Java 7 Diamond Operation in method call

Question

This is kind of a follow up question on the discussion:

Why doesn't the diamond operator work within a addAll() call in Java 7?

From the Java Tutorial,

http://docs.oracle.com/javase/tutorial/java/generics/gentypeinference.html

Note that the diamond often works in method calls; however, for greater clarity, it is suggested that you use the diamond primarily to initialize a variable where it is declared

So, I am a bit confused about the first line. When does diamond work in method calls?

A bit more explanation on how diamond operator works can be found here:

http://www.angelikalanger.com/GenericsFAQ/FAQSections/TechnicalDetails.html#What%20is%20type%20argument%20inference%20for%20constructors?

And from this, I have tried the following, which works fine:

Give that I have:

private static class Box<T>{
    public Box(T t){}
}
static void f(Box<Integer> box){}

a call like the following compiles fine:

f(new Box<>(new Integer(10)));

The type parameter in invoking the constructor in the method call of f() above is inferred from the argument to the constructor (i.e. Integer).

So is this what is meant when the tutorial says

Note that the diamond often works in method calls

If not, can anyone kind enough to provide an example where diamond works in method call?

Answer 1

I don’t think that it is worth thinking about when it works and when not. The compiler will tell you and thus you have to rewrite what’s not working.

There is not a real rationale behind it; it’s more like the developers have put the current limitations of the actual compiler’s implementation at a specific time into the specification and told us: that’s how it has to be.

Java 8 lifts a lot of these limitations without the hell freezing over. E.g.

Arrays.asList("foo", "bar").addAll(new ArrayList<>());

compiles with Java 8 without any error. And, why not?

Answer 2

It's not really about method invocation. The standalone statement

new Box<>(new Integer(10));

also compiles. There are enough information to infer T for Box (i.e. from the Integer argument)

On the other hand, this doesn't compile

new ArrayList<>();

There's no way to know what kind of list is desired.

Collection<String> strings = new ArrayList<>();

this works because inference is helped by the target type Collection<String>

Answer 3

So is this what is meant when the tutorial says

I think yes though there are a couple of gotchas when it comes to <> operators.

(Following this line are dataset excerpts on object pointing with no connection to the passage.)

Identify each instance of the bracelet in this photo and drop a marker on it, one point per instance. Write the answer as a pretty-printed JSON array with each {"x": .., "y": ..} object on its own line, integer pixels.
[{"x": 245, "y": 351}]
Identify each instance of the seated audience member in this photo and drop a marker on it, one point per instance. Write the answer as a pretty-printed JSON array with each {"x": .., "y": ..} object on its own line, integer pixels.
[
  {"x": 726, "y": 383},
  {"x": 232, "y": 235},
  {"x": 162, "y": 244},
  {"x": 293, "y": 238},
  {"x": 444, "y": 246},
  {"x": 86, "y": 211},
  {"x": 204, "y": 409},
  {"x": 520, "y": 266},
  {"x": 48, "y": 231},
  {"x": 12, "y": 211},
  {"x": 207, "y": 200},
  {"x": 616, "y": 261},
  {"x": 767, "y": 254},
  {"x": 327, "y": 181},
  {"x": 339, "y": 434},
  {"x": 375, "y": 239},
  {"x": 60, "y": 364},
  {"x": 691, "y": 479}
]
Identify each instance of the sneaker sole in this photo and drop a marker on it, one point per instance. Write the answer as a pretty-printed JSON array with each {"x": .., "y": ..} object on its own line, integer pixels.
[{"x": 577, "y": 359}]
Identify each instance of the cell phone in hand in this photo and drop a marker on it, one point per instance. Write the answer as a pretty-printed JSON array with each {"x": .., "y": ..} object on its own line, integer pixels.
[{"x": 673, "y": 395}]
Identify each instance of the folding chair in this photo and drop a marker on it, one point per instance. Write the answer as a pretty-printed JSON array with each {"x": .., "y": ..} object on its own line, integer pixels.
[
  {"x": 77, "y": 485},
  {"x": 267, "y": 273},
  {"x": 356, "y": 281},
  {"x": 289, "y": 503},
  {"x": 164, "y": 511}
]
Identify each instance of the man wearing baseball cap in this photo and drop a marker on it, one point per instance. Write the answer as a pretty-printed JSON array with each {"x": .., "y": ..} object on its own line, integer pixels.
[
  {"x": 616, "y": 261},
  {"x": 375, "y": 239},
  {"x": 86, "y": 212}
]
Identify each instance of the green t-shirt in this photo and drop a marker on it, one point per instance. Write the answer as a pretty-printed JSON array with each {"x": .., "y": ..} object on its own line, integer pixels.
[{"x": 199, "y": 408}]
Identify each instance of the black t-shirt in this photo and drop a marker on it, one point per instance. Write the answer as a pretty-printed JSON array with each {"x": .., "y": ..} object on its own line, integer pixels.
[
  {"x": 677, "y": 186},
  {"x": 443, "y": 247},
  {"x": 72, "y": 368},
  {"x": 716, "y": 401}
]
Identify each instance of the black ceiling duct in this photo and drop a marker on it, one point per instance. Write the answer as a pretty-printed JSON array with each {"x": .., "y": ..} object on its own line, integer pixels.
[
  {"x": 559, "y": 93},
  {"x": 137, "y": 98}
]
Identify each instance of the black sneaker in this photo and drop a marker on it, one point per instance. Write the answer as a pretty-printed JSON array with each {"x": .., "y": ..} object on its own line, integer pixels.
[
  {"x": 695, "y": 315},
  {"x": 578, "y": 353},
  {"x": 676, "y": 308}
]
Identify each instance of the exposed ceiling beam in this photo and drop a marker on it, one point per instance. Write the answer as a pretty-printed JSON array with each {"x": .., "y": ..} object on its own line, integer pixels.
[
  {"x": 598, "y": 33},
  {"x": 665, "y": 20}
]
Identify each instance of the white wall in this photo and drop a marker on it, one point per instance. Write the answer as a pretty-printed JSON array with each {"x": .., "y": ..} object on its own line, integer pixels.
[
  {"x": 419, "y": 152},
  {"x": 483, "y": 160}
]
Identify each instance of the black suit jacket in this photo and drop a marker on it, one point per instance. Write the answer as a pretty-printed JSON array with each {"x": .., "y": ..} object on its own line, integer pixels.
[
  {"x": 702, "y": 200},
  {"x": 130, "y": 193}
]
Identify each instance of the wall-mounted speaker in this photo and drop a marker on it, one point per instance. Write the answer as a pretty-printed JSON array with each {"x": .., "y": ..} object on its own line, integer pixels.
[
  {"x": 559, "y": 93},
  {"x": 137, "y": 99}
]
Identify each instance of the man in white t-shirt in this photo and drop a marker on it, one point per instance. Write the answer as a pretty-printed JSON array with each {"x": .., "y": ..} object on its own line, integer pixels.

In your case, Box instantiation is a non-issue given that the type can be trivially inferred using the constructor argument. Try changing the constructor to "not" take in an Integer or T and see how the invocation fails.

class BadBox<T> {

    private T t;

    public BadBox(){}    

    public void setT(T t) {
        this.t = t;
    }

    static void f(BadBox<Integer> box){}

    public static void main(final String[] args) {
        f(new BadBox<>());  //fails, should have worked ideally
    }    
}

Similarly, have a look at this class:

class Testi<R> {    
    public void doIt(Set<? extends R> sets) {
    }

    public static void main(final String[] args) {
            // works since type inference is now possible
        new Testi<CharSequence>().doIt(new HashSet<>(Arrays.asList("a")));

            // fails; nothing which can help with type inference
        new Testi<CharSequence>().doIt(new HashSet<>();
    }       
}

Similarly, the problem in your linked question (regarding addAll) can be simply solved by helping out the compiler a bit as follows:

List<String> list = new ArrayList<>();
list.add("A");

// works now! use only if you love diamond operator ;)
list.addAll(new ArrayList<>(Arrays.asList(new String[0])));
// or the old-school way
list.addAll(new ArrayList<String>()));

Diamond operators also seem to break when it comes to implementing anonymous classes as follows:

final String[] strings = { "a", "b", "c" };
Arrays.sort(strings, new Comparator<>() {
    @Override
    public int compare(String o1, String o2) {
        return 0;
    }
});

Fortunately, in this case, the compiler is pretty explicit in mentioning that <> doesn't/won't work with anonymous classes.